In addition to Weibo, there is also WeChat
Please pay attention
WeChat public account
Shulou
2025-03-28 Update From: SLTechnology News&Howtos shulou NAV: SLTechnology News&Howtos > Development >
Share
Shulou(Shulou.com)06/03 Report--
This article mainly introduces "what are the differences between pytorch and tensorflow". In daily operation, I believe many people have doubts about the differences between pytorch and tensorflow. The editor consulted all kinds of materials and sorted out simple and easy-to-use methods of operation. I hope it will be helpful to answer the questions of "what are the differences between pytorch and tensorflow?" Next, please follow the editor to study!
> Source: Author
The data science community is a space full of vitality and cooperation. We learn from each other's publications, debate ideas about forums and online sites, and share a lot of code (and a lot of code). The natural side effect of this cooperative spirit is the high likelihood of encountering unfamiliar tools used by colleagues. Because we do not work in a vacuum, it often makes sense to gain familiarity with multiple languages and libraries in a given subject area in order to collaborate and learn most effectively.
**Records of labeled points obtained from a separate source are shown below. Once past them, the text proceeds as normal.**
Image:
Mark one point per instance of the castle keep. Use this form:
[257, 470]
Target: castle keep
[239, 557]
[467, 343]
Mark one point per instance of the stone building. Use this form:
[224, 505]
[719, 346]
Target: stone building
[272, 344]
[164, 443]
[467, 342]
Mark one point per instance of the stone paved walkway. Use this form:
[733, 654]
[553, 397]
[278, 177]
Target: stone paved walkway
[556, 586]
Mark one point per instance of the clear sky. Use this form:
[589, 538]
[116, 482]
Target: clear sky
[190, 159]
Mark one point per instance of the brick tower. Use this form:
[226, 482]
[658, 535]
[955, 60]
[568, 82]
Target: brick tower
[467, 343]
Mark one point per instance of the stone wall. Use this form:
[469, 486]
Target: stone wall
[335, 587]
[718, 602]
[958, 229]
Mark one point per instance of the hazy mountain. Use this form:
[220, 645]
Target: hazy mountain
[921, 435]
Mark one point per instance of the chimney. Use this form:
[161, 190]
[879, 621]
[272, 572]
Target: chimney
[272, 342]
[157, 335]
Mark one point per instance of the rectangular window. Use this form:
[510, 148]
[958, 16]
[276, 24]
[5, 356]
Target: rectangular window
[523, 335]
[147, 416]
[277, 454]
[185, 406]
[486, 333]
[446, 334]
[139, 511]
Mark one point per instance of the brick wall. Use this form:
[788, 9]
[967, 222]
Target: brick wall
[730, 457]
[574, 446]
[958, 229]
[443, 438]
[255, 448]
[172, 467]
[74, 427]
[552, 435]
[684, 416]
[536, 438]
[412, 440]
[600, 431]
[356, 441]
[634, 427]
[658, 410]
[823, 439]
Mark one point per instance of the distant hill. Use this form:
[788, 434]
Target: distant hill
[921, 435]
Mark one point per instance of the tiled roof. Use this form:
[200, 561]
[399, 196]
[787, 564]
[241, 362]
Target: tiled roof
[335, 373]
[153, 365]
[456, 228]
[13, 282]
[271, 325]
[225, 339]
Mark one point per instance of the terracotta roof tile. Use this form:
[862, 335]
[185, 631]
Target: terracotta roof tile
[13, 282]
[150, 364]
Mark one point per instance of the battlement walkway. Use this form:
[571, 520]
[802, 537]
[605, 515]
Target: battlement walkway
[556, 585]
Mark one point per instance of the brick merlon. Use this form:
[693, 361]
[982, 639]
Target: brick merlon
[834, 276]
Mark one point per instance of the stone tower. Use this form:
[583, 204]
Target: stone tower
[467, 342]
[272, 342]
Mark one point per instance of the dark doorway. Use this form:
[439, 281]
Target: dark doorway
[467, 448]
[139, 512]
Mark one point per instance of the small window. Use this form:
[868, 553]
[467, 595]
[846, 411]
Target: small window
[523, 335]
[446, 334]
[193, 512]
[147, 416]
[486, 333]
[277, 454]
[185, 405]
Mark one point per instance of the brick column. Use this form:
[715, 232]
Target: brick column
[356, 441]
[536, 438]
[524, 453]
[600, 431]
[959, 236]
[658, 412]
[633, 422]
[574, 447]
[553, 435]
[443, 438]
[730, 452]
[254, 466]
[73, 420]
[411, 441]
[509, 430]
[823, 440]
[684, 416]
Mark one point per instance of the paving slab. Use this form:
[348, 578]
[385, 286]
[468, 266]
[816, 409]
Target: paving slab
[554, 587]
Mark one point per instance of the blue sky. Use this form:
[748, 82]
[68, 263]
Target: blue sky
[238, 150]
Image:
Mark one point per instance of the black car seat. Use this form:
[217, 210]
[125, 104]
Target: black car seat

It's not surprising that many data scientists and machine learning engineers have two popular machine learning frameworks in their toolboxes: Tensorflow and Pytorch. These frameworks-in Python-share many similarities and disagree in meaningful ways. These differences, such as how they handle API, load data, and support professional domains, can alternate between the two frameworks, which are cumbersome and inefficient. This is a problem that shows how common these two tools are.
Therefore, this article aims to illustrate the differences between Pytorch and Tensorflow by focusing on creating and training the basics of two simple models. In particular, we will show you how to use the dynamic subclass model using the module API from Pytorch 1.x and the module API from Tensorflow 2.x. We will look at how these frameworks automatically differ to provide a very simple implementation of gradient descent.
But first, the data
Because we focus on the core of the automatic difference / automatic derivation function (as a further study, we can automatically extract the capacity of the derivative of the function and apply gradients to some parameters. In order to use the gradient decline of these parameters) we can start with the simplest model, which is linear regression. We can use the Numpy library to generate some linear data using a little random noise, and then run our model on that virtual dataset.
Def generate_data: X = np.random.uniform (- 10,10, n) noise = np.random.normal (0,0.15n) y = (m * x + b) + noise return x.astype (np.float32), y.astype (np.float32) x plt.figure y = generate_data () plt.figure (figsize = (12prime5)) ax = plt.subplot (111Y, c = "b", label= "samples") model
Once we have the data, we can implement the regression model from the raw code in Tensorflow and Pytorch. For simplicity, we will not initially use any layer or activator, but only define two tensors, W and B, to represent the weight and offset of the linear model Y = Wx + B.
As you can see, except for a few differences in API names, the class definitions of the two models are almost the same. The most important difference is that Pytorch needs an explicit parameter object to define the weight and offset tensor captured by the graph, while TensoRFlow can automatically capture the same parameters. In fact, Pytorch parameters are Tensor subclasses that have special properties when used with module API: they automatically add SELF to the module parameter list, so SECRES appears in the parameter () iterator.
Both frameworks extract everything (_ _ call__ or forwarding) needed to generate a diagram from such definitions and execution methods, and calculate the gradients required to implement bospropagation, as shown below.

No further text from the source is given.